Analysten sagen, es sei noch zu früh, um genau zu sagen, welche Auswirkungen die wirtschaftlichen Folgen auf Erdogans Aussichten auf eine Wiederwahl haben werden. Der Zustimmungswert des Präsidenten war schon vor dem Beben gering. In einer Dezember-Umfrage des türkischen Marktforschungsunternehmens MetroPOLL stimmten 52,1 % der Befragten nicht mit seiner Handhabung seines Amtes als Präsident überein. Eine Umfrage einen Monat zuvor ergab, dass eine knappe Mehrheit der Wähler nicht für Erdogan stimmen würde, wenn an diesem Tag eine Wahl abgehalten würde. Zwei Umfragen in der vergangenen Woche zeigten jedoch, dass die türkische Opposition keine neue Unterstützung erhalten hatte, berichtete Reuters und verwies teilweise auf das Versäumnis, einen Kandidaten zu benennen, und teilweise auf das Fehlen eines konkreten Plans zum Wiederaufbau der durch das Beben zerstörten Gebiete.
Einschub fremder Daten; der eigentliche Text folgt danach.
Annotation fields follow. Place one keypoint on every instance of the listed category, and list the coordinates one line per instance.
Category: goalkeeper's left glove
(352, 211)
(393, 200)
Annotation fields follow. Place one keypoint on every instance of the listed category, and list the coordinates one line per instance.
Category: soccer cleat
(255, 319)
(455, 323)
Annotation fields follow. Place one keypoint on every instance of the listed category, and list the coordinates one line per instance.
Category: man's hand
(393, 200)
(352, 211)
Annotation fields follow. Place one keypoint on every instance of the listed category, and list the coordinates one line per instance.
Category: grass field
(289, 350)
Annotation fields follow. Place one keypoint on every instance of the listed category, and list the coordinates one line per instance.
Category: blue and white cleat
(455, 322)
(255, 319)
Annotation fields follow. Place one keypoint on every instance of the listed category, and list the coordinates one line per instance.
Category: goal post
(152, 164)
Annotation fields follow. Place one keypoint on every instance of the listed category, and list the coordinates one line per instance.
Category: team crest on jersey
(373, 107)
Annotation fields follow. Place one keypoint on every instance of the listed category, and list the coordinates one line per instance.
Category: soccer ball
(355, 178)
Die Mehrheit der vom Beben am stärksten betroffenen Provinzen stimmte bei den Wahlen 2018 für Erdogan und seine regierende AKP, aber in einigen dieser Provinzen gewannen Erdogan und die AKP mit einer Mehrheit oder einer knappen Mehrheit. Diese Provinzen gehören laut Weltbank zu den ärmsten des Landes. Eine von Demiralp sowie den Akademikern Evren Balta von der Ozyegin-Universität und Seda Demiralp von der Isik-Universität durchgeführte Untersuchung ergab, dass die hohe Parteilichkeit der Wähler der regierenden AK-Partei zwar ein starkes Hindernis für die Abwanderung von Wählern darstellt, wirtschaftliches und demokratisches Versagen jedoch den Ausschlag geben könnte. "Unsere Daten zeigen, dass Befragte, die angeben, über die Runden zu kommen, mit größerer Wahrscheinlichkeit wieder für die amtierende AKP stimmen", so das Fazit der Studie. "Sobald jedoch die sich verschlechternden wirtschaftlichen Grundlagen mehr Menschen unter die Armutsgrenze drücken, steigt die Wahrscheinlichkeit einer Flucht."
Dies könnte es Oppositionsparteien ermöglichen, den amtierenden Machthabern "trotz identitätsstiftender Spaltungen Stimmen abzunehmen, wenn sie mit klaren Botschaften wirtschaftlich und demokratisch unzufriedene Wähler ins Visier nehmen". Für Tunca stellen die wirtschaftlichen Folgen des Bebens ein echtes Risiko für Erdogans Aussichten dar. "Das Ausmaß des sozialen Erdbebens in der Türkei ist viel größer als das des tektonischen", sagte er. "Es gibt ein Tauziehen zwischen der Regierung und der Opposition, und es scheint, dass der Gewinner bis zum Ende der Wahlen unbekannt sein wird."